The Rainbow 1965 oil discovery in
a Devonian reef set off a second boom in the general
area (Red Earth in 1956 had been the occasion of the
first activity although it had been a Granite Wash
find). Unlike Red Earth, the play moved to the
northeast simply because the rocks which reservoir
oil and gas outcrop along the shore of Great Slave
Lake, These had been mapped many years before and
their names were taken from topographical features
along the shores of that lake (Pine Point, Slave
Point, etc.). Early workers in the area also
reported oil seeps on the north side of the lake.
This prompted J. Ray McDermott
Canada to file on federal lands covering the western
portion of the lake, knowing that there was little
sedimentary section (the outcrop of the Canadian
Shield was only a short distance away to the east).

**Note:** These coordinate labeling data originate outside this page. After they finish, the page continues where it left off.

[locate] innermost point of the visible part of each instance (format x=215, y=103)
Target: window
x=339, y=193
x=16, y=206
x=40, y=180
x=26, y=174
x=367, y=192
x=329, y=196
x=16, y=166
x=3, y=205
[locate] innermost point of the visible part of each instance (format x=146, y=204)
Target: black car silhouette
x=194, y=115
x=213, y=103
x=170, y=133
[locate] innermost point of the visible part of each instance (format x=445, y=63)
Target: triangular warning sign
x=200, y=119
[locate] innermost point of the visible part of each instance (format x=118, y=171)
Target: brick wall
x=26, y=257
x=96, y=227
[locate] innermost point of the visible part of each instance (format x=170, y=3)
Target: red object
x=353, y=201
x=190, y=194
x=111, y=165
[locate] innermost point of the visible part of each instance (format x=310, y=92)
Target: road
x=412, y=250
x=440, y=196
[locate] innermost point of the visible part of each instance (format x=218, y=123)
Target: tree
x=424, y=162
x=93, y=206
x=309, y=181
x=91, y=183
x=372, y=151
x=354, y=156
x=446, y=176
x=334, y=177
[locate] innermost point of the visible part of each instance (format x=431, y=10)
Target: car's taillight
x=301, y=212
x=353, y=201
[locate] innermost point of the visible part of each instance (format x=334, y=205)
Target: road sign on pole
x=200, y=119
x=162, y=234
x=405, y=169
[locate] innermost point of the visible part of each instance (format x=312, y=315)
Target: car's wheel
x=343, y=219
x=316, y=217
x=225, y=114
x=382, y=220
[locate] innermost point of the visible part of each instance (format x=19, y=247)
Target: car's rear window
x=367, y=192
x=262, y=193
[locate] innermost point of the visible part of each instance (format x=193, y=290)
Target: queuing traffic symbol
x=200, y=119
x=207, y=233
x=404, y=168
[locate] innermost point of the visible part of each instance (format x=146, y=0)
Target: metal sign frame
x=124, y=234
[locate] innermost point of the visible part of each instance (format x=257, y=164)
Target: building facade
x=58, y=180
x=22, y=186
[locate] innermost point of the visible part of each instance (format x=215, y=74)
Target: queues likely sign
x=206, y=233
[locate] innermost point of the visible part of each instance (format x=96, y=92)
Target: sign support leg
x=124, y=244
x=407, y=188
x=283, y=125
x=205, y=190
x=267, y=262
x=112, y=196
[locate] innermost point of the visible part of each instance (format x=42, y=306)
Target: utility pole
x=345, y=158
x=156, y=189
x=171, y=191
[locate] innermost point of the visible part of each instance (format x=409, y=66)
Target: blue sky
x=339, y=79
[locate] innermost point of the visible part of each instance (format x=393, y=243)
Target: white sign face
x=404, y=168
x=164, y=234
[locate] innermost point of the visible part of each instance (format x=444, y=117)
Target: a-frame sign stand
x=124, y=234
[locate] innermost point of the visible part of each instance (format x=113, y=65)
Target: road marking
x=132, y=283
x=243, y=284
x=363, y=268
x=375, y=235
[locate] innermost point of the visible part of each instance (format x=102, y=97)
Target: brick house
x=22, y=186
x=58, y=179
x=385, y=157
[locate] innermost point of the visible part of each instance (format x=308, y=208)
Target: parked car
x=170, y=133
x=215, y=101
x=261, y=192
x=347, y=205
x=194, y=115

During the summer months of 1966, there had been
some seismic shooting from a scow (owned by the
Arctic Missionary Society). An early version of the
air gun was the energy source and Raydist was used
for location fixing. Records revealed a number of
anomalies and it was decided to go ahead and
evaluate these.
Permission was obtained from the Department of
Indian and Northern Affairs and the Department of
Fisheries in 1967 to drill out in the lake.
In late February a modified Failing 1500 owned by
Roy Murray was moved in over an ice road. This track
had been bulldozed the eleven miles from Hay River
and had encountered only one pressure ridge.
However, this was a fresh one and should have been a
warning of dangers yet to come. The ice over this
ridge broke again and required new planking to
bridge it. On March 2, the pressure ridge started
moving once more and the bridging had to be
relocated.
The ice at the wellsite was 40 inches thick and
all agreed that it was sufficient to support the
weight of the rig. This was yet another
miscalculation which later caused problems. The
water depth was 80 feet. The lake bottom consisted
of soft clay so it was possible to drive the
seven-inch conductor pipe some 34 feet into the lake
bottom. Surface casing (31/2 inch) was cemented with
19 sacks at 180 feet. A six-inch Cameron blowout
presenter was installed. Two-inch drill pipe (no
collars) was used with a BQ wire line core barrel to
which was attached a 2 15/16-inch diamond bit.
Despite the fractured nature of the Slave Point
limestones, core recovery was remarkably good.
Murray remembers restoring lost circulation in the
upper porous sections with Jel Plug, a mixture of
aquajel and diesel fuel which set up like jelly.
However, the deeper limestone turned out to be
arterial, flowing warm sulphurous water. It
overflowed the mud tanks and started to melt the
ice. It was essential that fractures from which this
water was flowing be squeeze-cemented, and quickly.
There was some concerns that the sulphur water might
cause an H2S hazard and for a while, masks were in
popular use.
As drilling proceeded, the driller reported the
chuck was resting on the surface casing, This meant
that the weight of the rig and the plasticity of the
ice caused it to sag despite its 40-inch thickness.
The rig had to be jacked up and timbers were laid in
to raise the drill.
At one stage, a fierce blizzard blew up and
drilling had to be stopped. Murray recalls having
the three-ton van with the lighting plant spotted
half-way between the cook house and the rig and
these three landmarks were linked with a nylon rope.
This was the only way of being sure of not being
blown away in the white-out. Murray's wife cooked
for the nine to twelve people on the location.